Now you don’t know me that well. Or you probably don’t. So many people pass through your doors every day, I understand you’re unlikely to know the details of my life. So here’s a little insight into my character. I worry. A lot. Big things or small, anxiety kicks in. This day was no exception. I worried about the anesthetic, about it not working or something going wrong, I worried about the operation and the many, many, many different possible eventualities that the doctor legally had to warn me about…twice. Yet, despite all the worry, what I’d like to say Royal Berks, is that I got through it. You, and your team of wonderful, smiling, funny nurses, doctors, green coats, blue coats, white coats, did exactly what they knew they had to do. They talked me through it beforehand and comforted and relieved me of my worries once it was all over. One nurse, a student, stayed with me for almost the entire last hour of her shift just to calm me down and let me know I’d be ok. That same nurse came and found me one week later, the day before I was discharged, just to chat and find out how I was doing. It’s the little things you see. It’s the fact that when, after my operation, I was moved onto another ward, far away from the one with the faces and smiles that I knew, one of those familiar faces called up just to ask if they could have me back.

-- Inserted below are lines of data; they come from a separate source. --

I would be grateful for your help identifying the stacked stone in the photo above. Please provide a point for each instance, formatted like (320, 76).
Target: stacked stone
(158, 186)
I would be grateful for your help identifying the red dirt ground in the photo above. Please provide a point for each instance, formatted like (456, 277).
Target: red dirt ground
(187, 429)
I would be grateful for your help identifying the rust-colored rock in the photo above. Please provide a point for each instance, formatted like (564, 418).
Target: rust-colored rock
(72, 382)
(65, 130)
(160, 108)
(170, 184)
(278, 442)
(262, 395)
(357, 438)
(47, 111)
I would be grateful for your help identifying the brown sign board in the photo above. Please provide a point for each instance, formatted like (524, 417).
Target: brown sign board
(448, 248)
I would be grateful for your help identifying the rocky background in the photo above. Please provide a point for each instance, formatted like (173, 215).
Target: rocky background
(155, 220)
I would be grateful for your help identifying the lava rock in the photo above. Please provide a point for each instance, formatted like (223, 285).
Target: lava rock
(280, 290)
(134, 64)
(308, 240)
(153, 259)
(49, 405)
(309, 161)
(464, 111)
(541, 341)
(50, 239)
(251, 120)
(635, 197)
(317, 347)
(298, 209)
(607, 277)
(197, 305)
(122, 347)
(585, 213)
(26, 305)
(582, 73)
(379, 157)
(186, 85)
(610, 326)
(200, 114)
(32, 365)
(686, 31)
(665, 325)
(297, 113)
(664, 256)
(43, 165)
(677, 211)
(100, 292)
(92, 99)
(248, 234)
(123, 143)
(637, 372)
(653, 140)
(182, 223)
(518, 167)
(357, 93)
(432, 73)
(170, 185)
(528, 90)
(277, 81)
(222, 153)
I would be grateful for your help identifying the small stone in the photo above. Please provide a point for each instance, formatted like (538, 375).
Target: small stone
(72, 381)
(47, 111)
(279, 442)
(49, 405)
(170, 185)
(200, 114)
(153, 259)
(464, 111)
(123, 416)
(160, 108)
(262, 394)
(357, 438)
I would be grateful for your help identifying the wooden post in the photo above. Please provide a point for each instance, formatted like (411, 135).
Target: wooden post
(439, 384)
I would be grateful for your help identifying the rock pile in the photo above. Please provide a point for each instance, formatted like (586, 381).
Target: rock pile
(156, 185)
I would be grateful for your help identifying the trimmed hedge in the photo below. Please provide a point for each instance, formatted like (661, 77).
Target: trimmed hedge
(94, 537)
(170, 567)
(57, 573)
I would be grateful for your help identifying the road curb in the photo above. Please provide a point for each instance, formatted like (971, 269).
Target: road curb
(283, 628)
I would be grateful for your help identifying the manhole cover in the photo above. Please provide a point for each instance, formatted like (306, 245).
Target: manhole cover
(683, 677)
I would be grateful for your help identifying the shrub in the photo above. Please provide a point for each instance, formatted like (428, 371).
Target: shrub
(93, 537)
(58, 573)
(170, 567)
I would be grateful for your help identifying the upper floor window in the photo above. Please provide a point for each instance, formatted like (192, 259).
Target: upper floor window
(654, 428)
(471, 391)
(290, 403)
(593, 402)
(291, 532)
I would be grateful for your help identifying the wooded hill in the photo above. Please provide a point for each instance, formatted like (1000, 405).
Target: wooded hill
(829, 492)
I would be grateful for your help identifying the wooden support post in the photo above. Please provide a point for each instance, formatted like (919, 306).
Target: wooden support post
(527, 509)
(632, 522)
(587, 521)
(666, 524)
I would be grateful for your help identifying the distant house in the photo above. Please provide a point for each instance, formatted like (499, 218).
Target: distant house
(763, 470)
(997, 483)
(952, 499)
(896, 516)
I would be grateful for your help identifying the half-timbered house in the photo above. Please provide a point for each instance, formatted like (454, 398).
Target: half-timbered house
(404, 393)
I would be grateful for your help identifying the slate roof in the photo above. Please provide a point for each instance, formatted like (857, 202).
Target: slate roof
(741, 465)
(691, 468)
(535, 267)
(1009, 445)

It’s the fact that people listened and that less than 24 hours later, I was returned to where I felt most comfortable.

There are times when I know my anxiety is annoying, not just for me, but for those around me. Yet, what I love about you, is that when I worry, most often unnecessarily so, there’s always someone there to listen and to dispel my fears. At one point I was so scared that, by laughing, I would hurt my scar. That I would do something terrible to my tummy and something scary would have to be done. Another operation…more scars. All because I had a bit of giggle. So what did the nurses do? They sat with me and told me to laugh to my hearts content. Only hours after having my plaster changed, a nurse went as far as to repeat the whole procedure just to prove to me that I could do myself no harm. Now that is kind. That is something I want to thank you for.

It’s not just you either, it’s the other patients too. The lady opposite me before my operation who wished me luck and told me she’d see me afterwards. A lady who it later turned out shared a part of her life with me. A connection to Leighton Park, the best 5 years of my education to date. This, the same lady who came to see me while her husband waited patiently to take her home after so long without her. Who stayed and chatted and shared memories of a place we both care about greatly. Then there was the lady in the bed opposite me after the operation and the lady beside me days later. Both constantly caring about how those around them were feeling. I could guarantee each time I left or returned to my bed, that as I passed by her, she would ask how I was doing. As I say, it’s the little things.

When I was sitting more upright in my bed, in front of nurses who’d seen me the day I’d arrived, it was the positivity they showed. Their kind observations about how much better I looked: healthier, happier. I can’t say I felt it quite at the time but now I’m home and walking around. I’m looking at this new line on my tummy and noting the different way I’m walking and feeling. Even though I’ve spent quite a bit of time thinking back on the last few weeks and wishing I could go back. To a time before the hospital and the decision, the need, to operate, to intervene. Even though I’ve wanted countless times to go back and for none of it to have happened. For there to be no new scar and no slight wobble in my walk. Despite all this, I know that it will all get better. I know that people are right when they say, in a couple of months, I’ll be able to put it all behind me. I’ll go to Uni, to London and move on with my life.

So I’m just hoping that the hug I received from the lovely nurse on my ward, almost a week ago today, was a last. That this will be the start of a new time, a chapter with perhaps less visits through your welcoming doors.

I  mean…I like you, don’t get me wrong. I just think we need some space. For a long, long while.